Fictional character from Marvel Comics

Nomad is the name of several fictional characters appearing in American comic books published by Marvel Comics. The Nomad name and costume were created by writer Steve Englehart and artist Sal Buscema as an alternate identity for the original Captain America, Steve Rogers, in Captain America #180 (December 1974).

The identity was revived by writer J. M. DeMatteis for a minor character named Edward Ferbel in Captain America #261–263 (September–November 1981). The same writer later gave the title to its best known claimant Jack Monroe in Captain America #282 (June 1983). Other claimants of the code name are Rikki Barnes and Steve Rogers's adopted son Ian Rogers.

==Fictional character biography==
===Steve Rogers===

Cover to Captain America #180, the first appearance of Steve Rogers as the original Nomad. Art by Gil Kane.

The original Nomad is an alternate identity that Steve Rogers adopts after he abandons the Captain America costume and title.

In Captain America #180 (December 1974) Rogers becomes disillusioned with the United States government, when he discovers that a high ranking government official (heavily hinted to be the then President of the United States Richard Nixon) is the leader of the terrorist organization known as the Secret Empire.

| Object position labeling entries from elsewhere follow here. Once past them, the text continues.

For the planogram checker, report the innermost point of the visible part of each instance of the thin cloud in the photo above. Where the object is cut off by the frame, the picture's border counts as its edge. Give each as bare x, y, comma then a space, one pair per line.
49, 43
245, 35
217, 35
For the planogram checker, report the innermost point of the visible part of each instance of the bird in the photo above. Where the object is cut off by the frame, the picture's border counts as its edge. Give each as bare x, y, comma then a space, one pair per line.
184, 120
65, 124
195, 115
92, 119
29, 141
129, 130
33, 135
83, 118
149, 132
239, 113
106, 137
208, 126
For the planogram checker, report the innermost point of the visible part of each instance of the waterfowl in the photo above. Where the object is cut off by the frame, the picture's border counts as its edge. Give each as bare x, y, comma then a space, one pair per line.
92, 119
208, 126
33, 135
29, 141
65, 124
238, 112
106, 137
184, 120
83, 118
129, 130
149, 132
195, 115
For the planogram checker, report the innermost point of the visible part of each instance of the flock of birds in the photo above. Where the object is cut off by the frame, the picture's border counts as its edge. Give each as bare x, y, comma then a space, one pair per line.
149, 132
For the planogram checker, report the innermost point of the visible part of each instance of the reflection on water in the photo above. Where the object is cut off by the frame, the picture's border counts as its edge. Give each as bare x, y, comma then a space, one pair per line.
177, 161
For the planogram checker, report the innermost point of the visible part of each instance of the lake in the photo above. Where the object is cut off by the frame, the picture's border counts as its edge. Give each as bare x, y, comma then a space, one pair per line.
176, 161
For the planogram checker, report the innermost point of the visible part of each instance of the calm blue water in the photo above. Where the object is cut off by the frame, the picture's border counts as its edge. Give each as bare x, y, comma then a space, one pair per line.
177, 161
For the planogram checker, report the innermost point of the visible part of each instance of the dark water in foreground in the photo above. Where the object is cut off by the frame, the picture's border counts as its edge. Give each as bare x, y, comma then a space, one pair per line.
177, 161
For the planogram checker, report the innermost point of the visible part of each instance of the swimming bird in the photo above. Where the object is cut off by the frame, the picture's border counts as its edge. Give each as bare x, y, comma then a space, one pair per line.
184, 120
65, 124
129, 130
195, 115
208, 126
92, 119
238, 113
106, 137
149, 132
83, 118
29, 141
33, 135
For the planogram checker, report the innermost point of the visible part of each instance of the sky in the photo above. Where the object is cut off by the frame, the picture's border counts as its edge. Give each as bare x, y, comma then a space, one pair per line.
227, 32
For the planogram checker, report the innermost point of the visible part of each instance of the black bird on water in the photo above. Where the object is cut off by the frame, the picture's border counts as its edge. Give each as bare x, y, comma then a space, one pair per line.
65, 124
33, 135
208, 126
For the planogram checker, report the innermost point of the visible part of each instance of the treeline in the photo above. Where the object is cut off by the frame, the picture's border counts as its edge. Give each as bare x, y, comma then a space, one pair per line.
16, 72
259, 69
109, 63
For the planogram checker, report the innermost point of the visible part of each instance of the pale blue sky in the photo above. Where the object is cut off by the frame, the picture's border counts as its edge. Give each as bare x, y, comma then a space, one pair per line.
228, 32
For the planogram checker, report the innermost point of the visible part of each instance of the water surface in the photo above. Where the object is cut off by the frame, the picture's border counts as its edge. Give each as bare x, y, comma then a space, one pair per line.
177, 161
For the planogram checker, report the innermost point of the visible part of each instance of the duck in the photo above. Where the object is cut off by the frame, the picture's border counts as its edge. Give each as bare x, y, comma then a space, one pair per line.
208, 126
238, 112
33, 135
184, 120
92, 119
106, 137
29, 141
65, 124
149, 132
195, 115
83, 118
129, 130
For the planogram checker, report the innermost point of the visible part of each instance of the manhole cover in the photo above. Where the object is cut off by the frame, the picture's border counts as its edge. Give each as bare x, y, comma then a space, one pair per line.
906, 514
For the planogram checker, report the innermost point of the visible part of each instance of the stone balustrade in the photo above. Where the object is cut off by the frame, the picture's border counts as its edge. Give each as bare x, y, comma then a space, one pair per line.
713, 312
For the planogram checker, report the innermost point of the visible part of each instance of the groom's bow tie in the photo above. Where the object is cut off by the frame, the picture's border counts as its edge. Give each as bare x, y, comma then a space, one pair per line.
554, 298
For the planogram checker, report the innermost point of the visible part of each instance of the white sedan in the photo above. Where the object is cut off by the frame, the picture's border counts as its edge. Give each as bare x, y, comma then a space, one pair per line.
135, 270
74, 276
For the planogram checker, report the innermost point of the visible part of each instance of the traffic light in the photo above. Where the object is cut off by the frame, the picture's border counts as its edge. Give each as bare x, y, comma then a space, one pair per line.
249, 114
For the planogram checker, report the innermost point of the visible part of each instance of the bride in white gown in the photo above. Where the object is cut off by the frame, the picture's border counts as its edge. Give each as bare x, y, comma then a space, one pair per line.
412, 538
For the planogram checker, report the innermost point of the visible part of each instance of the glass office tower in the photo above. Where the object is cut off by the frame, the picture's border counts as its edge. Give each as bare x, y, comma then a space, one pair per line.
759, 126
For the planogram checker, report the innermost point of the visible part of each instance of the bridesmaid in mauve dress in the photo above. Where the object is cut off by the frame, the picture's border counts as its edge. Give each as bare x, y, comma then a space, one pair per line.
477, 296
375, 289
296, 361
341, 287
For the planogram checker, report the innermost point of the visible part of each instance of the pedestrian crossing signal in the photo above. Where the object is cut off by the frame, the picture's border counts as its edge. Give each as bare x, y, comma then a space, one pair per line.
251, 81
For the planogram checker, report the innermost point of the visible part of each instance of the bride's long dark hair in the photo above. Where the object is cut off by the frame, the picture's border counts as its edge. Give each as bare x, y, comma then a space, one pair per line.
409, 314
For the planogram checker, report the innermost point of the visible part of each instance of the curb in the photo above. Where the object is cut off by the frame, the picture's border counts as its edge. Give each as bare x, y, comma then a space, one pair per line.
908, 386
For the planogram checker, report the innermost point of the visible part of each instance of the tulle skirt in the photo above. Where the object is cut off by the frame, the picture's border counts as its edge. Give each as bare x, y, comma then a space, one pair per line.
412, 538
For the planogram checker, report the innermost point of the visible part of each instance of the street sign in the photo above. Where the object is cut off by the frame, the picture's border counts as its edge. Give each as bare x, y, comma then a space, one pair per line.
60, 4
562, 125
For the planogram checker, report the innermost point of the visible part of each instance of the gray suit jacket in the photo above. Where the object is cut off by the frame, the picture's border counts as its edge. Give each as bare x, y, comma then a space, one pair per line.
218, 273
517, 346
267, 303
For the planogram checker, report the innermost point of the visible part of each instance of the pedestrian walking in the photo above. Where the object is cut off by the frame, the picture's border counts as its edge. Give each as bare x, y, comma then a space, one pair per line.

Rogers decides to abandon his Captain America identity, feeling that he cannot continue to serve America after this latest discovery has shattered his faith in the nation's status. A confrontation with Hawkeye (disguised as the Golden Archer) forces Rogers to realize that he cannot abandon a life of heroism, and he subsequently takes on the name "Nomad" (as it means "man without a country") adopting a new dark blue and yellow uniform with no patriotic markings on it at all.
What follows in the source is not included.